Soroti Program MBG, DPRD DIY :Sebaiknya Dikelola Sekolah
WARTAJOGJA.ID : Ketua Komisi D DPRD DIY, Dwi Wahyu B, angkat bicara mengenai program Makan Bergizi Gratis (MBG) yang akhir-akhir ini mencuat akibat adanya sejumlah peristiwa keracunan di berbagai daerah termasuk di DIY.
Kebijakan pemerintah pusat itu sebenarnya konsepnya bagus namun program tersebut terlalu cepat dilaksanakan sehingga mengabaikan kajian-kajian maupun riset. Perlu ada evaluasi.
“Hari ini tidak bisa dipungkiri, menurut saya ada sesuatu konsep yang harus dievaluasi,” ujarnya saat konferensi pers di ruang Komisi D DPRD DIY, Jumat (26/9/2025).
Dwi menyampaikan yang paling efektif adalah sebaiknya diserahkan ke sekolah masing-masing.
“Saya tidak mengkritisi MBG pas atau nggak. Menurut saya, MBG harus tetap jalan tetapi diserahkan ke sekolah yang dikomandani oleh Dinas Pendidikan sesuai dengan tingkatannya,” ungkapnya.
Tingkat SD dan SMP kewenangannya ada di pemerintah kabupaten/kota.
Sedangkan SMK, SMA dan SLB menjadi kewenangan Pemda DIY.
“Jadi, diserahkan ke dinas kemudian dinas menyerahkan ke sekolah,” katanya. Tahun ini melalui APBD Dinas Pemuda dan Olahraga (Disdikpora) DIY menganggarkan belasan miliar rupiah untuk membuat dapur MBG.
Dengan begitu Dinas Pendidikan memiliki RAD (Rencana Aksi Daerah) sehingga bisa dikolaborasikan dengan Dinas Pertanian yang memiliki daging, sayur dan telur maupun Dinas Kelautan dan Perikanan. Sedangkan distribusi diserahkan ke Dinas Perdagangan terkait dengan rantai pasok.
Terkait penyebab keracunan, Dwi menyampaikan berdasarkan temuan-temuan di lapangan hal itu terjadi karena jeda waktu. “Ngarsa Dalem (Sultan HB X) sudah ngendika juga. Jeda waktu itu mungkin karena jam 02:00 sudah dimasak dan jam 11.30 baru disajikan. Pasti ada yang basi,” ungkapnya.

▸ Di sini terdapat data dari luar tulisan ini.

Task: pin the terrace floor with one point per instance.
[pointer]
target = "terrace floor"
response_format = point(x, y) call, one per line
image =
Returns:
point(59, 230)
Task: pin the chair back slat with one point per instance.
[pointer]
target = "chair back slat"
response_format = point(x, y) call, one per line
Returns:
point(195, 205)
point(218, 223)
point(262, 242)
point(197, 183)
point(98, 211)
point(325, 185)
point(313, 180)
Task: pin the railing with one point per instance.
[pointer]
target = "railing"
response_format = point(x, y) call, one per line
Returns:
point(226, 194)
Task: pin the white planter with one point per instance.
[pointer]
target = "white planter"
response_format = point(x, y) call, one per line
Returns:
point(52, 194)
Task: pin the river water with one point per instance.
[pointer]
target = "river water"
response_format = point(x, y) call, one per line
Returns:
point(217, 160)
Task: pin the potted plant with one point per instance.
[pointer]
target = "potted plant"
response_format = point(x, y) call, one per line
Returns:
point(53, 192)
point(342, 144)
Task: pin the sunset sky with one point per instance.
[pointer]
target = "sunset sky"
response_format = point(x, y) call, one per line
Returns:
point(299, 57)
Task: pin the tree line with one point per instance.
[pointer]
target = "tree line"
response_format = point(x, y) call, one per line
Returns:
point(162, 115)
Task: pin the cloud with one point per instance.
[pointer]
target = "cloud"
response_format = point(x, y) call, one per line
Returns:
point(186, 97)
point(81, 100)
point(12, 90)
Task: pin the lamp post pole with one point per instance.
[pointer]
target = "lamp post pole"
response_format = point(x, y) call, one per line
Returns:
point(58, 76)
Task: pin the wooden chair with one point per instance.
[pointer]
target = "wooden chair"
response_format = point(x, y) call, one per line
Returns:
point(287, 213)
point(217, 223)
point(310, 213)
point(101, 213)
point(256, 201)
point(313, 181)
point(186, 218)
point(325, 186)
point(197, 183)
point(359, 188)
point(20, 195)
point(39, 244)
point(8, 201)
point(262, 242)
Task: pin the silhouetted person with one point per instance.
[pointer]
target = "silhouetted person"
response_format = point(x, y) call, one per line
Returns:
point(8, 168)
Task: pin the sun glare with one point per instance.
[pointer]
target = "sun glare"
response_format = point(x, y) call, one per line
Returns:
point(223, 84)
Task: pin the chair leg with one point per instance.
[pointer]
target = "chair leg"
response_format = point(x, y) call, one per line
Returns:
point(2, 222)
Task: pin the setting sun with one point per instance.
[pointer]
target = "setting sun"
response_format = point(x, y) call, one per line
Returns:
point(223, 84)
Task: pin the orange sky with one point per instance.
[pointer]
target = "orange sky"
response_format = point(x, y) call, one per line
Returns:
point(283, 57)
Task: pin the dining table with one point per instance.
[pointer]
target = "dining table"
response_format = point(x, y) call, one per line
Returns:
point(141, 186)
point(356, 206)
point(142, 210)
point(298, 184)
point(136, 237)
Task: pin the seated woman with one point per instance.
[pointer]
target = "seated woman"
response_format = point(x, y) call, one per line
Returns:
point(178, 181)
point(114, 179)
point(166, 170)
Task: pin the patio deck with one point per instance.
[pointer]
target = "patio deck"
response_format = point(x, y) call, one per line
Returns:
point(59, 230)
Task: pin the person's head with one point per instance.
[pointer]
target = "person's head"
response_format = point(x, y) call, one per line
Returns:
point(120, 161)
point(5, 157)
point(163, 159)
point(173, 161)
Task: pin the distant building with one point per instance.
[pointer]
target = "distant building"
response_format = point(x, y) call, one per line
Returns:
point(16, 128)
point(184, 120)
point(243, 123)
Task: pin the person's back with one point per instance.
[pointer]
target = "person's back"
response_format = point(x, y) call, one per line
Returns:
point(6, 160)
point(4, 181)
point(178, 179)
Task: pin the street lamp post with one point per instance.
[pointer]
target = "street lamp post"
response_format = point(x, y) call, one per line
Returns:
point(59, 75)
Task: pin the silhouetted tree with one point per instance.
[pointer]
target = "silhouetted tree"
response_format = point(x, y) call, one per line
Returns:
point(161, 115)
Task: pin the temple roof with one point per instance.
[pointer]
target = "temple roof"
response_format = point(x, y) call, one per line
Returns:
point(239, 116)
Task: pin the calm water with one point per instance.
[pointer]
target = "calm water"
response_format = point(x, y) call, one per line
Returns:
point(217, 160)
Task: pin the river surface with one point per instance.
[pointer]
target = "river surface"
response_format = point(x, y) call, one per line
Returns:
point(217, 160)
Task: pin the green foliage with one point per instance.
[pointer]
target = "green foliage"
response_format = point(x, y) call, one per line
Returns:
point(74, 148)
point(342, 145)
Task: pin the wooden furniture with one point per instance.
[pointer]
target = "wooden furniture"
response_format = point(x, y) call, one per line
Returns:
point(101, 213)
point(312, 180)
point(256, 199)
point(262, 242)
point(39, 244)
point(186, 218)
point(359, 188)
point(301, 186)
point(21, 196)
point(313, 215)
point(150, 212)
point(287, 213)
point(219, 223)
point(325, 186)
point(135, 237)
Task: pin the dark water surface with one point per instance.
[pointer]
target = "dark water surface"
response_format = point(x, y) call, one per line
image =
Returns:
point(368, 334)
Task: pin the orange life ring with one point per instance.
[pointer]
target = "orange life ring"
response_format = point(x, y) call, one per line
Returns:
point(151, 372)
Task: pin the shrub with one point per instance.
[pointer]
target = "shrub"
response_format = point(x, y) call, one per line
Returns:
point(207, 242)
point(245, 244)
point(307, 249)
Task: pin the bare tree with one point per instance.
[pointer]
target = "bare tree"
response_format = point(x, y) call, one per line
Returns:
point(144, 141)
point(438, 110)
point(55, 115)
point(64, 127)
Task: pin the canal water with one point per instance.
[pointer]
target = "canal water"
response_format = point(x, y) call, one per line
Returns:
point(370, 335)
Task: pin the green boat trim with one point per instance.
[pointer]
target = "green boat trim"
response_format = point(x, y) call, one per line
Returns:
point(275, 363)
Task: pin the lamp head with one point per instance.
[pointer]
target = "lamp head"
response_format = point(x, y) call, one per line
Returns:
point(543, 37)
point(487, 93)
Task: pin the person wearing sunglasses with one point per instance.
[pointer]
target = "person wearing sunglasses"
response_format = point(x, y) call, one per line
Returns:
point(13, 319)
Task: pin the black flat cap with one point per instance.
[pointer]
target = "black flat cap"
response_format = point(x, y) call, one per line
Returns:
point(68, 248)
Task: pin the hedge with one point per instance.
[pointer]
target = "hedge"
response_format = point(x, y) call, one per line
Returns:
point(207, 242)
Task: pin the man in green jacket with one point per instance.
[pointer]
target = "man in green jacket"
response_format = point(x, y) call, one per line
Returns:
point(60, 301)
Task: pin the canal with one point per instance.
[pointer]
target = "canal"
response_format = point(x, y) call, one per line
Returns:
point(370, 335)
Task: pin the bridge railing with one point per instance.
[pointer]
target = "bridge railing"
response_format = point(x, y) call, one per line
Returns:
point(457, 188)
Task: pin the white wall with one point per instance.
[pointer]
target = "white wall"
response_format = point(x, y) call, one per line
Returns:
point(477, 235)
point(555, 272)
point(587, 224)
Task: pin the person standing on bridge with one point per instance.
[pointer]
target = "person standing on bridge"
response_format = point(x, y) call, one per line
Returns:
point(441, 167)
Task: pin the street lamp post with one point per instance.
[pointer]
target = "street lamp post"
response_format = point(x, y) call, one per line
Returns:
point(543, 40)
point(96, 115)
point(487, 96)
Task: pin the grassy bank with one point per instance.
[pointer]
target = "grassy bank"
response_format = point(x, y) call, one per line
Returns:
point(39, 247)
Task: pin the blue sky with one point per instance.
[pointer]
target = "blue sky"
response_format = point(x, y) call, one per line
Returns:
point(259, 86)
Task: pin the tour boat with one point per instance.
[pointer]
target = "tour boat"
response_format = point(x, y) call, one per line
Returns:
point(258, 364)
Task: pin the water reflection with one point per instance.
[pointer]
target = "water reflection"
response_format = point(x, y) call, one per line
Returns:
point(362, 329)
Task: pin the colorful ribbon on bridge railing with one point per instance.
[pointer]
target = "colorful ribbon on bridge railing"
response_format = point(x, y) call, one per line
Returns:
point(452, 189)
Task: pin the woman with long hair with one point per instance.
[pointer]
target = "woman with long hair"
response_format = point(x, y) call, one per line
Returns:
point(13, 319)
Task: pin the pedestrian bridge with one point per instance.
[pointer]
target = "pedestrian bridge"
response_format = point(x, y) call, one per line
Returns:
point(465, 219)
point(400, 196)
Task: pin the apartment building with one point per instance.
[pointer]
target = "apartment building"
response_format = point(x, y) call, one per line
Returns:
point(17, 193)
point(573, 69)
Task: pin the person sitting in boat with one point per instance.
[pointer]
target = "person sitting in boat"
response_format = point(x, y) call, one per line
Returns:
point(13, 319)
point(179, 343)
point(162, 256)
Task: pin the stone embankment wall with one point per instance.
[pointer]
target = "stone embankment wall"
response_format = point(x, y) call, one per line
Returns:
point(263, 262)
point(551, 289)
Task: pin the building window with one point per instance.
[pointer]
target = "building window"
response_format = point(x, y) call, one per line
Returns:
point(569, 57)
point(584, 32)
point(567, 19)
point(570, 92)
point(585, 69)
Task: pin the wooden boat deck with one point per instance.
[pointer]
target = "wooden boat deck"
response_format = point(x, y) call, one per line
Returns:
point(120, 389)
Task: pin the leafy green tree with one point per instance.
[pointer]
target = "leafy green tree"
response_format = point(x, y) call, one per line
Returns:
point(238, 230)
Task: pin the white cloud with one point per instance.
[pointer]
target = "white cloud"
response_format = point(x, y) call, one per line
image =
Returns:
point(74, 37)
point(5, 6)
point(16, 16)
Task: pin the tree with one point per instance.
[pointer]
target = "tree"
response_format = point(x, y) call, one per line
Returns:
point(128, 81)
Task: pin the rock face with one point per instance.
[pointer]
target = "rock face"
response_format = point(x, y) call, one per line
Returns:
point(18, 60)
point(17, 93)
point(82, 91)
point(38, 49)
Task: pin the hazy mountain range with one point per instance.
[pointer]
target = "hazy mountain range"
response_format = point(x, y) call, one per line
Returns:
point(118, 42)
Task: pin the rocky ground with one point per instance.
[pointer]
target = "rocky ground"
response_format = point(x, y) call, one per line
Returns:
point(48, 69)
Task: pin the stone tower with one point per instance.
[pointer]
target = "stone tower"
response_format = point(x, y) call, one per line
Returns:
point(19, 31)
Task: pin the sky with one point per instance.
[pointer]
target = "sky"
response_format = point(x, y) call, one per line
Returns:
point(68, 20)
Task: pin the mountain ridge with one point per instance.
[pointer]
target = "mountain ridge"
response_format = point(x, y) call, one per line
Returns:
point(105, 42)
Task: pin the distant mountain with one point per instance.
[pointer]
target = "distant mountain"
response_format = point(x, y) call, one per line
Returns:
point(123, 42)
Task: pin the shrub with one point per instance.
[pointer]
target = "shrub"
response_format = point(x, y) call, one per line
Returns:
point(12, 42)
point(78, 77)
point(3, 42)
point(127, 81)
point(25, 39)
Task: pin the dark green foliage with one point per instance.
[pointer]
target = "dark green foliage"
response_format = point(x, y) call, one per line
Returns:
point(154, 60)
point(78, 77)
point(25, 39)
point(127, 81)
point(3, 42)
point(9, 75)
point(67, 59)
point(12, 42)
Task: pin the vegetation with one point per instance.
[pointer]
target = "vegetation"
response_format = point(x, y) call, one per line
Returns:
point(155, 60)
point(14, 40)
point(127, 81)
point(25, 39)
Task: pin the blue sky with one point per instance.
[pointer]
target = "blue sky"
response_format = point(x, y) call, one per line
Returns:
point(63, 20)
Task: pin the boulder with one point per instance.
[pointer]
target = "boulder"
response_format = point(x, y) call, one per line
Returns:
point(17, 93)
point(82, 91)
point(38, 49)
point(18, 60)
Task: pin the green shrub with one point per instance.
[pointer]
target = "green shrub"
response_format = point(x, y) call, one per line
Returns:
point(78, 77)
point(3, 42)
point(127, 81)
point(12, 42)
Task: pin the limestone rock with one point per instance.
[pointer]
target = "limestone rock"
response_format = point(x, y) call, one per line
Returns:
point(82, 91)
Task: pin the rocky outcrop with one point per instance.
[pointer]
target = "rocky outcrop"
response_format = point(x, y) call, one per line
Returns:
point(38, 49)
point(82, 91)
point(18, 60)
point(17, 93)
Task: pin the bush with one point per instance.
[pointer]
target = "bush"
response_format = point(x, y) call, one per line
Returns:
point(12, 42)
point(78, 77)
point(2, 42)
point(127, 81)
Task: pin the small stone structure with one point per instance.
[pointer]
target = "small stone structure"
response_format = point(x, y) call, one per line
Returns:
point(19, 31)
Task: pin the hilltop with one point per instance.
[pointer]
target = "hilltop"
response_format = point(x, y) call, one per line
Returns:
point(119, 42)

Sebenarnya, kata dia, kontrol pun sudah berlapis melibatkan ahli gizi maupun Badan POM namun sepertinya belum optimal. Dia berharap peristiwa serupa perlu dieliminir. “Dieliminirnya seperti apa? Pasti distribusinya. Distribusi makanan harus ditinjau kembali supaya tetap segar,” tambahnya.
Dwi berpendapat, tidak semua murid butuh gizi karena di rumahnya mungkin sudah tersedia makanan bergizi. Inilah pentingnya kajian dan riset, sekolah-sekolah mana saja yang benar-benar layak diprioritaskan mendapatkan MBG.
“Ini belum dilalui. Mungkin di Gunungkidul dan Kulonprogo. Nah, harus didahului riset dan kajian dulu sehingga ketemu berapa kebutuhan dapur MBG di sekolah. Kalaupun APBD nanti diberikan kewenangan membuat dapur, ya nggak apa-apa,” ucapnya.
Sebagai komisi yang salah satunya membidangi pendidikan, Dwi mengakui kadang-kadang guru tidak fokus mengajar sebab disuruh mengurusi piring. Belum lagi jika ada yang keracunan mereka harus buru-buru membawanya ke rumah sakit. “Apakah nanti setiap sekolah yang punya MBG harus ada dokter? Itu butuh SDM lagi,” katanya.